From an editorial in the May 30, 1939, edition of the Minneapolis Tribune, just three months before the start of World War II.

 

It was a proper shift in emphasis which changed “Decoration Day” to “Memorial Day.” The occasion now marked is not merely one for the decoration of graves. Its greatest significance should be the reminder it brings concerning the dead.

Today’s holiday began as one dedicated to those who fell in the Civil War. Now there is included in its ceremonial observance tribute to those who gave their lives in all of this nation’s military engagements. Meditations which the occasion prompts may, in no less measure, dwell upon the deeds and the memory of the peacetime dead as well.

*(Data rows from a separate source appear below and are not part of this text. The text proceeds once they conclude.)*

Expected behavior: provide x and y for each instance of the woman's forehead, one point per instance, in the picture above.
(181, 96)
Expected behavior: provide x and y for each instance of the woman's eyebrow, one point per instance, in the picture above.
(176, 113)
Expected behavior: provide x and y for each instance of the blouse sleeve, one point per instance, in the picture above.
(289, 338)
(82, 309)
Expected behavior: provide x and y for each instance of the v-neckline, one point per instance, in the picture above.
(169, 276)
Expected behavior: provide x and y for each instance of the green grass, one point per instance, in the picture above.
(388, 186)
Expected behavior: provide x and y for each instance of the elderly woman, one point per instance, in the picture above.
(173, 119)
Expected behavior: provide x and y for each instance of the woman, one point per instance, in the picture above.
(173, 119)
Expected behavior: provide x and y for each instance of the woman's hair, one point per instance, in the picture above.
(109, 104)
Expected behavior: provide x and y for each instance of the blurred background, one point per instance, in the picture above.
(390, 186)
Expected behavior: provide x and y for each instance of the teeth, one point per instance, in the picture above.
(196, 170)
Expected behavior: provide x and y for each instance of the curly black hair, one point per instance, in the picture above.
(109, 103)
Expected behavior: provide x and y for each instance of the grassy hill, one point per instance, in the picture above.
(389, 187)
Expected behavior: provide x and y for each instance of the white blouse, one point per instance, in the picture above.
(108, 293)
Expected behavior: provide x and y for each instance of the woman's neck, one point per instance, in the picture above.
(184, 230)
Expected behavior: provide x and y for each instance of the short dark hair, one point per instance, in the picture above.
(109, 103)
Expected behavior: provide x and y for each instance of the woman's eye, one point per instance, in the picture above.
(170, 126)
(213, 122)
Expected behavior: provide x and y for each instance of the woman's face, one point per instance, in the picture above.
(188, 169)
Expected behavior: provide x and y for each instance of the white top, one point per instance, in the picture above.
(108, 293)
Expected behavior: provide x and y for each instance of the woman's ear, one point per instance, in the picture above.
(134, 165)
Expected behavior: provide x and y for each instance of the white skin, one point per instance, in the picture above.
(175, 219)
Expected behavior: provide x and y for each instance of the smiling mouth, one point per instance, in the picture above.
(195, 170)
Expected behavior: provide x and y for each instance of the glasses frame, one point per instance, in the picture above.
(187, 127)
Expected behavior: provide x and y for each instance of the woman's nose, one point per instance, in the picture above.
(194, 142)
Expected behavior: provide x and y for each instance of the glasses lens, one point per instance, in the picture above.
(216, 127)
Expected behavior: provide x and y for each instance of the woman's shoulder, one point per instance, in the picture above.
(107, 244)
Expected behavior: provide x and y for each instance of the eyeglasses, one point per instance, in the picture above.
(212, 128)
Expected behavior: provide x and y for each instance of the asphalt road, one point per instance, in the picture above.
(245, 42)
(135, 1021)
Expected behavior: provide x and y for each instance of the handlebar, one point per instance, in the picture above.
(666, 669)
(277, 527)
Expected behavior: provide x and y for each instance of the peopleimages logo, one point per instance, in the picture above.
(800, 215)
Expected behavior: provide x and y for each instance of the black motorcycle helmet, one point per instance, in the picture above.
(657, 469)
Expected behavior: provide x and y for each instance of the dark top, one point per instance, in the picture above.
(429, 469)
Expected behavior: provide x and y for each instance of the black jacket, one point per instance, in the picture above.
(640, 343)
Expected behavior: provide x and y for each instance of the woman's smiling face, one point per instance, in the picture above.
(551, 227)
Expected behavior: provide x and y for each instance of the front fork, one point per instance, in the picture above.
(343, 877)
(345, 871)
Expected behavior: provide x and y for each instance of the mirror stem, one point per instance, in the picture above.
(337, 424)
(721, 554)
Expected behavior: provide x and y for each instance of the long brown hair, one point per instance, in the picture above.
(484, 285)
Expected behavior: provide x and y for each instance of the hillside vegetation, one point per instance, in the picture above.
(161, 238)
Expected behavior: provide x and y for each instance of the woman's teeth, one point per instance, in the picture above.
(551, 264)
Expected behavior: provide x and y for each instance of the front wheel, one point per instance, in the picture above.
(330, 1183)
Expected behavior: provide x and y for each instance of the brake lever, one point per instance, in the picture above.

The central emphasis of this, the most solemn among our secular holidays, is, of course, upon those who gave their lives in wartime. Those who speak and write about the holiday find varying phases of its message to which they give unequal stress. Some find the record of war dead a basis for appeals concerning preparedness and the expansion of armaments programs. Others turn to immediate issues of undeclared war and ill defined neutrality.

There are those, too, who broaden the occasion to include all our dead, who find reminders concerning the fleeting quality of life itself among the most important to be considered. Yet, in view of the significance which the day has come to assume, it would seem that Abraham Lincoln gave its dominant theme the best possible expression when he pleaded — before this holiday became a fixed occasion — “that we here highly resolve that these honored dead shall not have died in vain.”

The world situation today is anything but promising, when we consider our responsibility in making wartime sacrifice bear its intended fruit. Yet there is some slight measure of solace in the fact that, while war seemed imminent last Memorial Day, it has not come during the year intervening.

Tension has been worse than ever on many occasions during this year. But, at least, the struggle in Spain is over, and “power diplomacy” continues its efforts at attaining some measure of balance. Statesmen may claim credit for the uncertain peace which continues, but they merely reflect a feeling among the people — one which recognizes the utter futility of war and is willing to go to all possible lengths to avoid it.

There is little that the tribute we pay at the graves of our soldier dead can add to the significance of their sacrifice. But as we pause today we can renew our allegiance to them and to all that the day commemorates, and in so doing strengthen the nation in its pursuit of peace and the greater good of men.